On point 3, it might be practical to generate these tables “ad hoc” based on a limited number of possibilities and observations, rather than have one terrifying master table of \(\alpha\) scores.
On point 2… I think a graph (as in graph theory) of observations and interpretations might work here. It would allow observations to “interact” and add up to more of the sum of their parts, just as observations would in a geologist’s brain.
With something like this, the total \(\alpha\) would be calculated using an algorithm that takes into account both the observation node scores as well as the connection strength between them.
A directed graph would also allow the ability to capture the sequencing of observations. A pattern matching algorithm could find subgraphs that belong to these kind of compound observations and incorporate them into the \(\alpha\) scores. Anyway, this is all just words, I don’t have the solution.

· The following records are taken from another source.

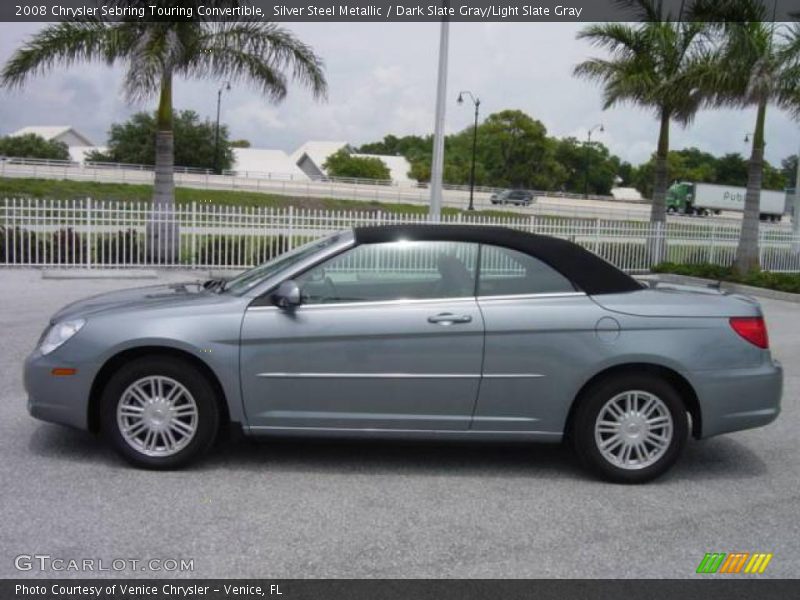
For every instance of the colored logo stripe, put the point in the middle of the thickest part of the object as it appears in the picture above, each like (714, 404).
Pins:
(720, 562)
(734, 562)
(758, 564)
(711, 562)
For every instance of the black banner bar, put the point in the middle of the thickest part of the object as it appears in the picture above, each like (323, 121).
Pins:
(351, 10)
(705, 587)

So you see… it’s a simple matter of setting all the alpha scores for every observation, for every depositional environment, all the connections between those observations, and all the edge weights of those connections! Why aren’t people doing this already?
Conclusion
Regardless of some big challenges with implementation, I think this approach shows enough promise that if I was working on these sorts of problems in my day-to-day, I would flesh it out in more detail.
I think LLMs make things that might seem totally impractical now more feasible. Insofar as geological interpretation is an associative language game, LLMs are already far better at it than any human. Insofar as it isn’t, and actually requires a causal model of the systems involved, LLMs probably aren’t there yet, and hopefully never will be (so us humans have something to do in the future). Working together, an LLM agent that can reason about these observations and access the model to run the numbers could create a collaborative expert system for geologists to use that would have been science fiction just a few years ago.
I should point out that this process is applicable outside of geology. It can be applied to any argument over discrete hypotheses—you just associate the points people make in support of the options with numbers and then update the distribution over them accordingly. It’s essentially a pros and cons list for nerds. So, next time you’re in an heated political argument at the dinner table, politely request an \(\alpha\) vector from your conversation partners and allocate probabilities. I’m sure it will work out great. The future is so bright!
I might follow this up with another post if some more ideas hit me.